Exausto
Exausto. Era o que estava sentindo. A roupa molhada não pingava, exalava suor quente por todos os poros. Há quanto tempo estava nessa situação? Não podia dizer com exatidão. Apenas sentia o som penetrando na pele, atravessando a carne, moendo os ossos e eletrizando os nervos condutores dos movimentos. Não conseguia parar. As vibrações dos vidros das janelas fechadas, as moléculas das paredes, a estrutura do prédio vibravam junto com ele desenfreados. Seus membros, rebeldes, não obedeciam ao seu comando, se jogavam de um lado para outro desengonçado. Via corpos extremados de cansaço estirados no chão. Alguns ainda gesticulavam os dedos até que estes paravam imóveis no ar.
Uma coisa que ele notou, depois de algum tempo, é que só havia homens, rapazes, e raros idosos e, todos, ou pelo menos a maioria, estavam estendidas no chão. Uns com a roupa estraçalhada, outros complementam nus, alguns esparramados sobre as mesas, cadeiras. Assim mesmo, a maioria ainda aguentava o frenético ritmo desembestado da música.
O que é isso?
Perguntava. Como fora parar ali? Lembrava que os amigos o convidaram. E onde
estavam eles agora? Não os via mais. Será que estavam jogados em algum canto
esfarrapados de tanto ouvirem a música? Não sabia. Nisso, surgiu em sua mente
conturbada uma ideia. Viu a porta. Estava meio aberta e um raio de luz da
madrugada se infiltrava por ela iluminando o corredor. Num esforço, tentando
manter o controle sobre os seus movimentos, foi forçando-se a ir para o lado da
porta. No entanto, havia uma energia que prendia seus pés, não o deixavam
avançar. Com muito custo, entre um passo e outro, conseguiu tirar os sapatos.

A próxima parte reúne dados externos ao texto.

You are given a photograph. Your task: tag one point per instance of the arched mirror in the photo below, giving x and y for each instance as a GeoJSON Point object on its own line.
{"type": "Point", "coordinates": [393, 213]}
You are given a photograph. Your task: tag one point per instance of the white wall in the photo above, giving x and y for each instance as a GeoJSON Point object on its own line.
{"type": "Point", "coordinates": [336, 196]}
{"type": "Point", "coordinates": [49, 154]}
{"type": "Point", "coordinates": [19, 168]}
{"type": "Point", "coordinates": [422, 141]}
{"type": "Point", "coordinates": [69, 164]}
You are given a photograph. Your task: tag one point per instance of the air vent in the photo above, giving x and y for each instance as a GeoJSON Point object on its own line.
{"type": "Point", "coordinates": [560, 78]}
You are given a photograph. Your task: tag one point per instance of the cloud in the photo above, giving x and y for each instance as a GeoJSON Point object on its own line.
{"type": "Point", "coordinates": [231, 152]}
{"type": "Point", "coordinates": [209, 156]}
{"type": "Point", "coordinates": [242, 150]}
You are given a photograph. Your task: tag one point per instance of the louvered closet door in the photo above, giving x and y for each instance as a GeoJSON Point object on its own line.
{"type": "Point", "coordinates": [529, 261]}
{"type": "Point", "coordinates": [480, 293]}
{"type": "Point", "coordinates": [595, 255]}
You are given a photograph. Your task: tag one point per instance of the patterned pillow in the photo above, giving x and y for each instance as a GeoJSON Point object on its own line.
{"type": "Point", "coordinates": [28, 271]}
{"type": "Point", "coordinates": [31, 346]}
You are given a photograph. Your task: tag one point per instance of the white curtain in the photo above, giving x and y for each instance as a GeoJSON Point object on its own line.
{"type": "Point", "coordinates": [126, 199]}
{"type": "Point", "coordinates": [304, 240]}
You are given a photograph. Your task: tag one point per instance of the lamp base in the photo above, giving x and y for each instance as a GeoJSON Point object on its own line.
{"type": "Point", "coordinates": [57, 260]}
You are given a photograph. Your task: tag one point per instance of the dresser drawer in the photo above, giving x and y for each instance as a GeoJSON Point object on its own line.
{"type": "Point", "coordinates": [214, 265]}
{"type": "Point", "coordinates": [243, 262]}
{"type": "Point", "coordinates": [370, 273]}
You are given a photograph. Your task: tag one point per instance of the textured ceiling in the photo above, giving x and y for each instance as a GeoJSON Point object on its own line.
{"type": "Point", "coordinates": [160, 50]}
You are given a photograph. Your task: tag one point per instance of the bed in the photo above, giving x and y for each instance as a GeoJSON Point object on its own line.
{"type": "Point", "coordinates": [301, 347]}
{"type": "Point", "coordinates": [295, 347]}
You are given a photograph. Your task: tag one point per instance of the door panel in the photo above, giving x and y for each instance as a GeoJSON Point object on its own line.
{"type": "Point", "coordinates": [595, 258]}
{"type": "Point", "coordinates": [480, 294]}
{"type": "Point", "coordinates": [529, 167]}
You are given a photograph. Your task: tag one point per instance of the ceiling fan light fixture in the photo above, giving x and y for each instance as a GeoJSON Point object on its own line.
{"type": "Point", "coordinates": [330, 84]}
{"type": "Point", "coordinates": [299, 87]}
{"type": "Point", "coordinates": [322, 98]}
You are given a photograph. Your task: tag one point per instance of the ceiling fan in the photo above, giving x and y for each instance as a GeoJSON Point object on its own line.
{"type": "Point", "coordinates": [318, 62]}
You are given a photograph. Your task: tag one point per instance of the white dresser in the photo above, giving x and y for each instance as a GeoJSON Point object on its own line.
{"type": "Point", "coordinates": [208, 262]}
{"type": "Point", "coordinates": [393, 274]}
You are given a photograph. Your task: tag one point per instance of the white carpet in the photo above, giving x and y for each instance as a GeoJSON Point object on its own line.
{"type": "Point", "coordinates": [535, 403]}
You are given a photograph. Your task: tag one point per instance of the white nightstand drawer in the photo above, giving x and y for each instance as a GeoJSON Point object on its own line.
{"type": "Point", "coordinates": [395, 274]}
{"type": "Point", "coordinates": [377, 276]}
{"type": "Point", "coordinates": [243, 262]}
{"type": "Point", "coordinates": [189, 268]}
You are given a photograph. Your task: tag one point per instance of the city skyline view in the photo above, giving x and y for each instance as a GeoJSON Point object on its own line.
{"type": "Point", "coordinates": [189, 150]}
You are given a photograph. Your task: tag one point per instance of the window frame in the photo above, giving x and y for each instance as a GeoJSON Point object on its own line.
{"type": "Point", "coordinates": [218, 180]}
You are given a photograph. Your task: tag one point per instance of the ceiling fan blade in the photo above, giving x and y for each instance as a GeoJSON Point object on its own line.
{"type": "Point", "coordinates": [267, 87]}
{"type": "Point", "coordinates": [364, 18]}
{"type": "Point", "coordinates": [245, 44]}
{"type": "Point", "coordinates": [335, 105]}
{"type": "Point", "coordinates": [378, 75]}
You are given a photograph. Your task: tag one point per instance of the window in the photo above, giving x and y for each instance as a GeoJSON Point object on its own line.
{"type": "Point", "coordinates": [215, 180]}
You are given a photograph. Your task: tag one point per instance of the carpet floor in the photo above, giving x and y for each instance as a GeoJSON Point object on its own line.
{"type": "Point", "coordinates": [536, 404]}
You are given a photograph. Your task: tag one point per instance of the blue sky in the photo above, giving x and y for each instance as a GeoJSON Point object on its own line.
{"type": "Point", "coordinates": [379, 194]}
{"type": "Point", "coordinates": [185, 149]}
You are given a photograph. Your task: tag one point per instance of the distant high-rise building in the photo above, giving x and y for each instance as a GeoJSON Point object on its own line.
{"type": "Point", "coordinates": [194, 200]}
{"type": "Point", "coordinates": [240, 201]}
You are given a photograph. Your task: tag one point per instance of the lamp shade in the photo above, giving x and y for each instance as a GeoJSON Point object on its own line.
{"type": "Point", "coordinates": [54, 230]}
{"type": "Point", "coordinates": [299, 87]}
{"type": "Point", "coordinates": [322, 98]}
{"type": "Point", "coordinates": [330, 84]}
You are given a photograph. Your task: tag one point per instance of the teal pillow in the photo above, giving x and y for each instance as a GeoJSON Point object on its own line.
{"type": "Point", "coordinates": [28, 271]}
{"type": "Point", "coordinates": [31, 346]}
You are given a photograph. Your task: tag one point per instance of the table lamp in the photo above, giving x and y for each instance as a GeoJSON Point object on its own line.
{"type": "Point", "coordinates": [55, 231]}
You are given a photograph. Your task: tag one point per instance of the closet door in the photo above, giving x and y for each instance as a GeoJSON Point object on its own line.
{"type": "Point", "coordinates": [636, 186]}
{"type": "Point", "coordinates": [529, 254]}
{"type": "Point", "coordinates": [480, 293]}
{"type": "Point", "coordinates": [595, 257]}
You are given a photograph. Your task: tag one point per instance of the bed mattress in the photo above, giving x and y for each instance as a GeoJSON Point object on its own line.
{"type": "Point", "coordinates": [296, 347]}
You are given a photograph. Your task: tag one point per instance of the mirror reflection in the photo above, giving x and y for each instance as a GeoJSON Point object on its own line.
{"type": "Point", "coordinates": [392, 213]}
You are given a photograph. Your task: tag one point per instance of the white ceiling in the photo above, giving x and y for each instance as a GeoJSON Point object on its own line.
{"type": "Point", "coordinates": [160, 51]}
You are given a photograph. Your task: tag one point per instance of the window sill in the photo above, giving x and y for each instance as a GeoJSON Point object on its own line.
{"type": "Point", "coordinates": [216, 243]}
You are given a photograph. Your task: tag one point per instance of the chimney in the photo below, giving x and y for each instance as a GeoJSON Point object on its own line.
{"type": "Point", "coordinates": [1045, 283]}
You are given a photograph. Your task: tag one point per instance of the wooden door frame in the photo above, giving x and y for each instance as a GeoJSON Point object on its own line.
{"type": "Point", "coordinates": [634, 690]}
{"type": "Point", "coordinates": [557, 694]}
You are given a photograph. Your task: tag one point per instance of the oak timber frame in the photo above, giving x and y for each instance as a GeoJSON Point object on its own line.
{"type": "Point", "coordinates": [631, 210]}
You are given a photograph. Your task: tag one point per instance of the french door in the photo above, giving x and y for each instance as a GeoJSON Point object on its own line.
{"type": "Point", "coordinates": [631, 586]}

Com isso sentiu a força brutal que o aprisionava ceder milímetros. Sentiu a
fraqueza, sentiu e lentamente, com a planta dos pés doendo, como se pisasse em
cacos de vidros, avançar. Sorriu, vou vencer, disse para si. A barriga da
perna, dura, latejava em dormência quase causando uma câimbra. Mas, não deu
importância, quer dizer, não ligou.
Dessa maneira, com muito custo, passando por corpos estirados em poças de suores e cerveja, foi levando seu esquálido corpo em direção à porta.
Dessa maneira, com muito custo, passando por corpos estirados em poças de suores e cerveja, foi levando seu esquálido corpo em direção à porta.
Precisava sair do
raio da música, não ouvi-la, não adiantava tapar os ouvidos, tinha que sair
daquele ambiente, concluiu puxando o ar para o peito pronto a arrebentar. Olhou
para o meio do salão e viu homens desequilibrados numa orgia de movimentos
ridículos. Perto da porta entreaberta, quase escutando o silencio da madrugada
que dava lugar à claridade da manhã, sentiu a energia da música enfraquecendo.
Seus braços já não se movimentavam desordenadamente, assim sendo, agarrou a
porta e puxou as pernas que ainda teimavam nos passos da música, e num violento
esforço, se projetou para a porta afora.
Caiu na calçada
úmida da madrugada. Deitado, sentindo o contado do calçamento, acima dele o céu
que aos poucos clareava não aguentou nem mais um pouco. Virou de lado e dormiu,
dormiu até que o barulho do quotidiano o despertou. Levantou. Sacudiu a poeira
da noite anterior. Tomou o ônibus e foi para casa.